Una puntura per recuperare prima da un infortunio, perdere grasso, dormire meglio o rallentare l’invecchiamento. È questa la promessa che ha trasformato alcuni peptidi sperimentali nel nuovo fenomeno del biohacking. I peptidi sono brevi catene di aminoacidi e molti svolgono funzioni biologiche reali; anche farmaci consolidati, come l’insulina e diversi medicinali contro diabete e obesità, appartengono a questa grande famiglia. Ma oggi la parola “peptide” viene utilizzata anche come un potente marchio commerciale, sotto il quale finiscono sostanze molto diverse, promosse da influencer, podcast, forum e cliniche wellness per costruire muscoli, riparare i tessuti o apparire più giovani. Il fatto che una molecola imiti un segnale naturale dell’organismo non significa automaticamente che sia efficace, pura o sicura quando viene prodotta e iniettata.

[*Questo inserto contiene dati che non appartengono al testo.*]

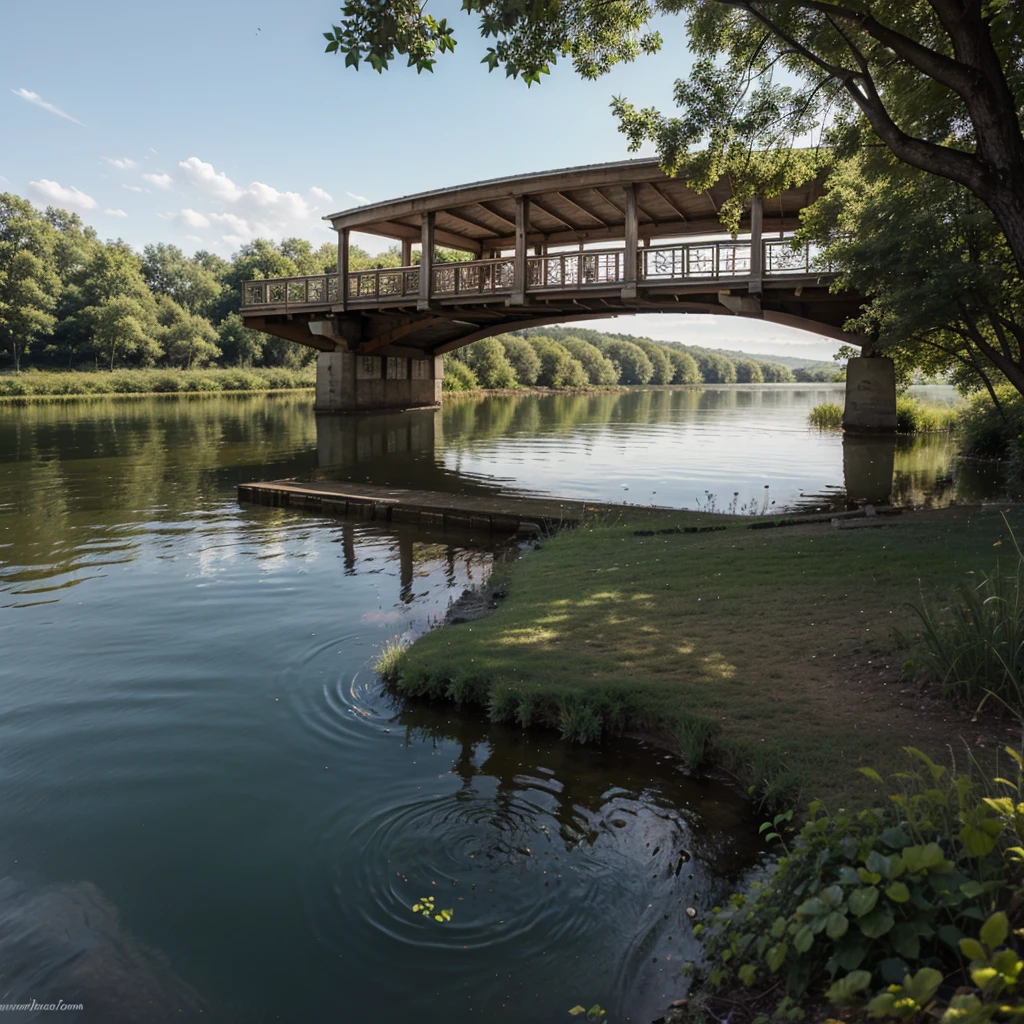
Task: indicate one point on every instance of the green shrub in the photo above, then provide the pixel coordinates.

Il 23 e 24 luglio 2026 il Pharmacy Compounding Advisory Committee della Food and Drug Administration esamina sette peptidi: BPC-157, KPV, TB-500, MOTS-c, emideltide (conosciuta anche come DSIP) Semax ed Epitalon, considerando per ciascuno sia la forma libera sia quella acetato. Le indicazioni analizzate dall’agenzia sono molto più ristrette delle promesse che circolano online: colite ulcerosa per BPC-157, guarigione delle ferite per KPV e TB-500, obesità e osteoporosi per MOTS-c, oltre a insonnia, narcolessia, astinenza da oppioidi, ischemia cerebrale, emicrania e nevralgia per gli altri composti. La domanda non è se questi peptidi debbano diventare farmaci approvati, ma se possano entrare nella “503A Bulks List”, l’elenco delle sostanze utilizzabili dalle farmacie statunitensi per preparazioni personalizzate destinate a singoli pazienti. I medicinali galenici così ottenuti, precisa la FDA, non vengono preventivamente verificati per sicurezza, efficacia e qualità come avviene per un farmaco autorizzato.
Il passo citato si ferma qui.